You are viewing a plain text version of this content. The canonical link for it is here.

Posted to users@kafka.apache.org by Péter Sinóros-Szabó <pe...@transferwise.com.INVALID> on 2021/02/09 10:48:02 UTC

Rebalancing stuck, never finishes

Hi,

I have an application running with 6 instances of it on Kubernetes. All 6
instances (pods) are the same, using the same consumer group id.
Recently we see that when the application is restarted (rolling restart on
K8s), the triggered rebalancing sometimes doesn't finish at all and the
Kafka Client stucks in rebalancing. Occasionally it finishes after 30-60
minutes, sometimes it doesn't.

If it is stuck, then if we stop the application and wait until
kafka-consumer-groups.sh doesn't show the group, and then we restart the
application, then the initial rebalancing finishes just fine and all is
good... until some hours or days later a rolling restart restarts it all
again.

I grabbed some logs from the time when it was continuously rebalancing.
Logs are mixed from 6 pods, but all pods have the same logs. (Kafka brokers
seem like running on localhost, but that's not true, traffic is routed on a
service mesh...)

2021-02-05T17:00:18.261422532Z:  fin-df8d589bd-95bsz: INFO: Camel (camel-1)
thread #2 - KafkaConsumer[topicX]:
org.apache.kafka.clients.consumer.internals.AbstractCoordinator: [Consumer
clientId=consumer-fin-3, groupId=fin] Group coordinator localhost:9204 (id:
2147482641 rack: null) is unavailable or invalid
2021-02-05T17:00:18.261454952Z:  fin-df8d589bd-95bsz: INFO: Camel (camel-1)
thread #2 - KafkaConsumer[topicX]:
org.apache.kafka.clients.consumer.internals.AbstractCoordinator: [Consumer
clientId=consumer-fin-3, groupId=fin] Rebalance failed.:
org.apache.kafka.common.errors.DisconnectException: null

2021-02-05T17:00:18.499108799Z:  fin-df8d589bd-85zf9: INFO: Camel (camel-1)
thread #42 - KafkaConsumer[topicY]:
org.apache.kafka.clients.consumer.internals.AbstractCoordinator: [Consumer
clientId=consumer-fin-43, groupId=fin] Discovered group coordinator
localhost:9204 (id: 2147482641 rack: null)
2021-02-05T17:00:18.499300612Z:  fin-df8d589bd-85zf9: INFO: Camel (camel-1)
thread #42 - KafkaConsumer[topicY]:
org.apache.kafka.clients.consumer.internals.AbstractCoordinator: [Consumer
clientId=consumer-fin-43, groupId=fin] (Re-)joining group

No more logs from Kafka Consumer, it seems that the rebalancing doesn't
finish at all, I don't see logs in any of the pods about the partition
assignments being calculated, so my _guess_ is that the rebalancing stucks
in PreparingRebalance phase and never progress from there.
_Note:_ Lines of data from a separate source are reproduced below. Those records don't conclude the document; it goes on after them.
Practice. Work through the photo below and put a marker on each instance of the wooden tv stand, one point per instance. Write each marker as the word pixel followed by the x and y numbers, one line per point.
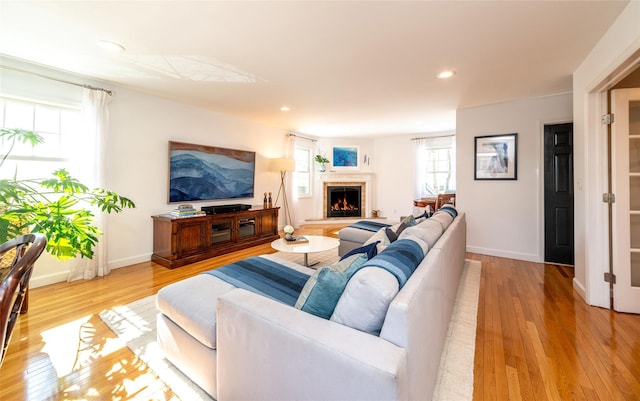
pixel 178 241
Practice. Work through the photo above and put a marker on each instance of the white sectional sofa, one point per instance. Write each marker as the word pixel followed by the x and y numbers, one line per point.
pixel 239 345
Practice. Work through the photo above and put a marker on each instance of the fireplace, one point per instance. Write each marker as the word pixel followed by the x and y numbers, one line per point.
pixel 344 201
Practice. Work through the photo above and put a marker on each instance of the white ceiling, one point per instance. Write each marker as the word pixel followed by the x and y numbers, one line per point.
pixel 345 68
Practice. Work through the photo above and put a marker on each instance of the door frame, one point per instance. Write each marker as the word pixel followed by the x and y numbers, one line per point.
pixel 597 253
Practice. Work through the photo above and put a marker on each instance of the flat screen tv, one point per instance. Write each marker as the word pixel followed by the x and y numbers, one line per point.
pixel 202 173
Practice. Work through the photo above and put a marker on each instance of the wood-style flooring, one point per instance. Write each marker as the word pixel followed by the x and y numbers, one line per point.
pixel 536 338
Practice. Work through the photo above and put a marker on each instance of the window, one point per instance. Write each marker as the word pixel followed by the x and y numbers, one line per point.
pixel 56 124
pixel 303 171
pixel 435 166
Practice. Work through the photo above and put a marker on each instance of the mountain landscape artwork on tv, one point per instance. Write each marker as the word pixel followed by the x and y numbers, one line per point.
pixel 200 173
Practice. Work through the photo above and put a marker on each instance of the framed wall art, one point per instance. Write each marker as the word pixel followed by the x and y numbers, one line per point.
pixel 496 157
pixel 346 157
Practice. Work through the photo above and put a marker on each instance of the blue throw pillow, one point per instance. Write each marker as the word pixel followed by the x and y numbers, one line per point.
pixel 449 209
pixel 370 250
pixel 323 296
pixel 393 235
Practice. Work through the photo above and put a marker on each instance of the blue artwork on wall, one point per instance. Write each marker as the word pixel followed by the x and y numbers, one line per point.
pixel 345 156
pixel 198 173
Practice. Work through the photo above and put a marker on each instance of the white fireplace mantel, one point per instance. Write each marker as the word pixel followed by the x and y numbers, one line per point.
pixel 365 178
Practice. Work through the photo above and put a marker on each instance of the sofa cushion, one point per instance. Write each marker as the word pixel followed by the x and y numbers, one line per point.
pixel 443 218
pixel 449 209
pixel 324 288
pixel 381 237
pixel 365 300
pixel 429 231
pixel 393 232
pixel 195 313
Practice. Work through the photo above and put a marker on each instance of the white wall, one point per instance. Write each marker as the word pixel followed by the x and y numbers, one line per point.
pixel 137 162
pixel 597 73
pixel 505 218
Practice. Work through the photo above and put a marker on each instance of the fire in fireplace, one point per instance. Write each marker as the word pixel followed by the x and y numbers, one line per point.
pixel 344 201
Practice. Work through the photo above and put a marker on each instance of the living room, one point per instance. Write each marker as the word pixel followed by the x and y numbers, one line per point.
pixel 504 217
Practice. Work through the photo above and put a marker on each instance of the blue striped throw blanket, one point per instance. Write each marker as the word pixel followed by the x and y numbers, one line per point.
pixel 401 259
pixel 265 277
pixel 369 225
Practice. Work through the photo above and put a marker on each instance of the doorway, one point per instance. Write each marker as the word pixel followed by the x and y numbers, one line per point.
pixel 558 194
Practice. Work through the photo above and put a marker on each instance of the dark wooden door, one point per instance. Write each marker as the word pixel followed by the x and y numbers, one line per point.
pixel 558 193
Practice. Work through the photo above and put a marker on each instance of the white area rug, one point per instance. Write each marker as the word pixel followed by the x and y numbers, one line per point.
pixel 455 378
pixel 135 325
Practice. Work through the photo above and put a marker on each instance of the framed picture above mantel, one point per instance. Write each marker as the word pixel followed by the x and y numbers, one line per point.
pixel 496 157
pixel 346 157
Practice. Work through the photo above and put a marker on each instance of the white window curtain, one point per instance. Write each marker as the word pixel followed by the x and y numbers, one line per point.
pixel 435 166
pixel 89 160
pixel 292 193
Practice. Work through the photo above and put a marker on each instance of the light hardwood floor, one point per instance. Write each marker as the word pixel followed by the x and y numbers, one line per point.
pixel 536 338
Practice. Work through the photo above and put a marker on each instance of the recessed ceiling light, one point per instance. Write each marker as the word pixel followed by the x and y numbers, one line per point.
pixel 446 74
pixel 111 46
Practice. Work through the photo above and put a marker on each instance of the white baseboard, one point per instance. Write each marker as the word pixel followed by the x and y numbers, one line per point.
pixel 118 263
pixel 47 279
pixel 579 288
pixel 505 254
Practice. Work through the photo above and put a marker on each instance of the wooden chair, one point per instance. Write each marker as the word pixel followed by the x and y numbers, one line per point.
pixel 17 257
pixel 445 199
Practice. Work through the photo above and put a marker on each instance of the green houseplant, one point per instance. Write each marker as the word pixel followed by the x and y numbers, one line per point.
pixel 57 207
pixel 322 160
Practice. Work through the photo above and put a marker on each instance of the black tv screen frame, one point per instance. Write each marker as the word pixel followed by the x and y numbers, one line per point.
pixel 207 173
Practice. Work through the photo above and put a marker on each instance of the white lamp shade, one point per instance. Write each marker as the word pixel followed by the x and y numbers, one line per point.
pixel 282 164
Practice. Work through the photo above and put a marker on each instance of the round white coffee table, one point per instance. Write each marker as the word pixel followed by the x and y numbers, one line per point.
pixel 317 243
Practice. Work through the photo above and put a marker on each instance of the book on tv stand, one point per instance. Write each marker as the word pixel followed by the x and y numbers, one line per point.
pixel 225 208
pixel 297 239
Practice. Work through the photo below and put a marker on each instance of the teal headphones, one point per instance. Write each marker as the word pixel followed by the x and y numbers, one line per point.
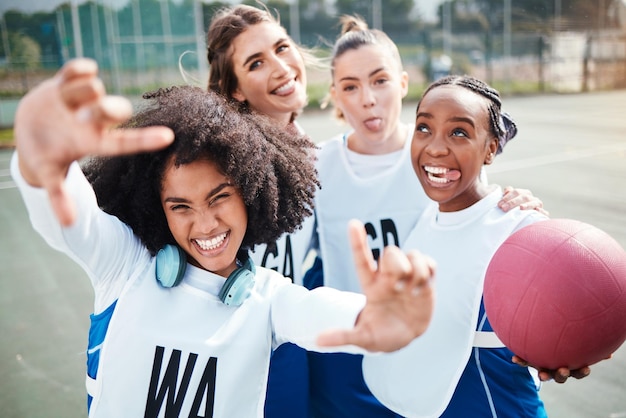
pixel 171 263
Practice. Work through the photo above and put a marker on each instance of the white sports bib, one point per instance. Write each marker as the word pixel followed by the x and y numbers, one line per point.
pixel 419 380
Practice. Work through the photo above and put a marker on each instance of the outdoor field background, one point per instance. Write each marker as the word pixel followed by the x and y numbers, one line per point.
pixel 570 151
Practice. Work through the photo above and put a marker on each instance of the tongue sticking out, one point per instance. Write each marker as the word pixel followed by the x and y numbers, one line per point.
pixel 373 124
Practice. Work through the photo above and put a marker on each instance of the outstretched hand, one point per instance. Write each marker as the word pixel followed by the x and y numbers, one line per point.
pixel 524 198
pixel 400 297
pixel 68 117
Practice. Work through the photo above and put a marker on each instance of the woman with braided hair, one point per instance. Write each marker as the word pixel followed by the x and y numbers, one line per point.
pixel 184 323
pixel 459 368
pixel 366 173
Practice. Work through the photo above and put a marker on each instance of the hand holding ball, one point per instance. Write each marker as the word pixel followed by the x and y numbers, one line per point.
pixel 555 294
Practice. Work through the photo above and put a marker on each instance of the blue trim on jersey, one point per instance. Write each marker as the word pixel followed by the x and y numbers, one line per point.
pixel 338 389
pixel 288 383
pixel 491 384
pixel 97 332
pixel 314 276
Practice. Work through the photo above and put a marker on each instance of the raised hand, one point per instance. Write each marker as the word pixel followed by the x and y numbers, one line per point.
pixel 68 117
pixel 400 297
pixel 524 198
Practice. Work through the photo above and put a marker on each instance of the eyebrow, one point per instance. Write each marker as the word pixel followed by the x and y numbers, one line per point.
pixel 258 54
pixel 213 192
pixel 372 73
pixel 453 119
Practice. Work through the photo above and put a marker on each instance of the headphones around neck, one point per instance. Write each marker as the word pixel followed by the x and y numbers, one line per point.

--- About 2 minutes 10 seconds later (sometimes I see a difference here of
1 minutes 10 seconds).

2021-02-05T17:02:29.615402388Z:  fin-df8d589bd-95bsz: INFO:
kafka-coordinator-heartbeat-thread | fin:
org.apache.kafka.clients.consumer.internals.AbstractCoordinator: [Consumer
clientId=consumer-fin-9, groupId=fin] Group coordinator localhost:9204 (id:
2147482641 rack: null) is unavailable or invalid, will attempt rediscovery
2021-02-05T17:02:29.615520075Z:  fin-df8d589bd-95bsz: INFO: Camel (camel-1)
thread #28 - KafkaConsumer[twcard.plastic.events.finance.reconciliation]:
org.apache.kafka.clients.consumer.internals.AbstractCoordinator: [Consumer
clientId=consumer-fin-29, groupId=fin] Rebalance failed.:
org.apache.kafka.common.errors.RebalanceInProgressException: The group is
rebalancing, so a rejoin is needed.

--- This last line may has a difference reason for rebalance too:
"Rebalance failed.: org.apache.kafka.common.errors.DisconnectException:
null"

2021-02-05T17:02:29.74932507Z:  fin-df8d589bd-j8mw6: INFO: Camel (camel-1)
thread #2 - KafkaConsumer[topicX]:
org.apache.kafka.clients.consumer.internals.AbstractCoordinator: [Consumer
clientId=consumer-fin-3, groupId=fin] Discovered group coordinator
localhost:9204 (id: 2147482641 rack: null)
2021-02-05T17:02:29.749488204Z:  fin-df8d589bd-j8mw6: INFO: Camel (camel-1)
thread #2 - KafkaConsumer[topicX]:
org.apache.kafka.clients.consumer.internals.AbstractCoordinator: [Consumer
clientId=consumer-fin-3, groupId=fin] (Re-)joining group

... and the same repeats forever.

Kafka Client version: 2.6.x
Kafka Broker version: 2.4.1


What can be the reason for this failing rebalance?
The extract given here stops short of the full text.